Was this some cruel joke from the universe because I suggested riding bikes to save the environment? Imagine how fit everyone would be! I thought it was a hilariously impractical suggestion. Not so funny now.
I never want to ride another bike again. I said I would rather ride a bike around instead of getting an electric car, but I take it back. Is there a God to save me from this hell? I don't want to die riding a bike! There are so many cooler ways to die. If this stupid bike intends to kill me, can it at least do it in some cool way? Maybe it can try to jump over a ravine or something?
Who am I kidding? I'm not that lucky. This bike is going to make me ride it until I die of exhaustion. I'll keel over dead just like that guy before me, and possibly the person before him too. How far back has this gone? How many souls has this bike taken? How long has this been happening without anyone being the wiser? Are there other evil bikes out there?

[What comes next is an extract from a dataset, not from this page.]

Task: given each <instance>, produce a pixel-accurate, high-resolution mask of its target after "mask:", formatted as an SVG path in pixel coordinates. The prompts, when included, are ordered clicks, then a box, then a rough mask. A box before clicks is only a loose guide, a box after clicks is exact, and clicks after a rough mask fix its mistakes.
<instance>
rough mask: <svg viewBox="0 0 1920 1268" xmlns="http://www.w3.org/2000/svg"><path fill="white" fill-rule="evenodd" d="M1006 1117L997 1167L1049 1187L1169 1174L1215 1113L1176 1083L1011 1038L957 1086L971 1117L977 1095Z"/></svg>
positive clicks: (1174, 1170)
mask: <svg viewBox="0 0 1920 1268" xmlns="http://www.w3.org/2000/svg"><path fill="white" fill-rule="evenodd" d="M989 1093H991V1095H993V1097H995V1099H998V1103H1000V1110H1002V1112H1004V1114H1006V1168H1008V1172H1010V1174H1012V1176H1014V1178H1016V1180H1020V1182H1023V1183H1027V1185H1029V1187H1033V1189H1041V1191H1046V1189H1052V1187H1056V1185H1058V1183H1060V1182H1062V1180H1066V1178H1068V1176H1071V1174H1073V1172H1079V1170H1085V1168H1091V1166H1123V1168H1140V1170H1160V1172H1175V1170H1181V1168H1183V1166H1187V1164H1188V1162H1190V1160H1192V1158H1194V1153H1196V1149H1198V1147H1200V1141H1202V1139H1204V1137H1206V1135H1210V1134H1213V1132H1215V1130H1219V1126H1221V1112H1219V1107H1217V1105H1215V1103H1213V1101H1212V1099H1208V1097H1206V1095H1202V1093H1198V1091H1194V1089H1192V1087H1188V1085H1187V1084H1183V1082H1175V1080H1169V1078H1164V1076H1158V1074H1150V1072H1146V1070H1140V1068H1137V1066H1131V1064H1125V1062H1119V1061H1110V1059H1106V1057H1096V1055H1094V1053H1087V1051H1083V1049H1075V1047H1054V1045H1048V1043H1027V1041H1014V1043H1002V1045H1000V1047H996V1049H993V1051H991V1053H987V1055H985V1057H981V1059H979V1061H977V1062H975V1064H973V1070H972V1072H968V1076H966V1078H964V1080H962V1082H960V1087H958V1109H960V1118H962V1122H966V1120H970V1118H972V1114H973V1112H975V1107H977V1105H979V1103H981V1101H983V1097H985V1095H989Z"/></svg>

The questions help. They are excellent distractions from the pain, but the mental tangents never last long. Sooner or later the bike jerks to the side or a car honks and snaps me out of it.
Honk-honk!
When that happens, I can feel the bike’s amusement. It thinks it's funny to watch me suffer. This bike really is evil. I don't believe in magic or ghosts or any of that stuff, but this bike is unmistakably possessed. From the clicking of its spokes to the creepy bell that rings itself, this bike is unnatural and dark in nature. This thing is alive, and it hates me.
Ka-clunk!
My knees go out from under me and I'm in the air. I tumble over something and crash to the ground. Something hit me, but I didn’t hear it coming. I can barely move, or even breathe, but I’m moving my own limbs again. I’m free!
I turn onto my side, peering into the bright headlights of the car that hit me. They shine on the mangled bike next to me, its front wheel spinning slower and slower. Through the creaking I can hear the bike’s death throes like slowing breaths.
The driver jumps out of his car and looks back and forth between my bike and his dashboard. After a moment he walks over cautiously.
“Are you okay?” the driver asks. Too busy gulping down air to answer, I give him a thumbs-up. He looks cautiously at the bike and walks around it to help me up. “Dude, that was so weird. Just before I hit you, on my screen it looked like a giant demon dog or something jumped in front of me.”
He saw something on his screen? In his car? I can’t believe it has taken me this long to look at the car that saved me from that cursed, evil bike. Of all the things, it was a luxury electric car. It was too quiet for the bike to hear it coming around the blind corner. The sensors must have seen the evil inside the bike.
Wait, are electric cars a conspiracy to see these evil creatures around us? What else is out there? What do the electric car makers know that they’re not telling us? I know disappearing and being hit by a car might get me the sympathy I need to get whatever car I want, but there’s no way we’re getting anything other than an electric car.
Once I have my own electric car, I’m going to chase down every damn bike I see.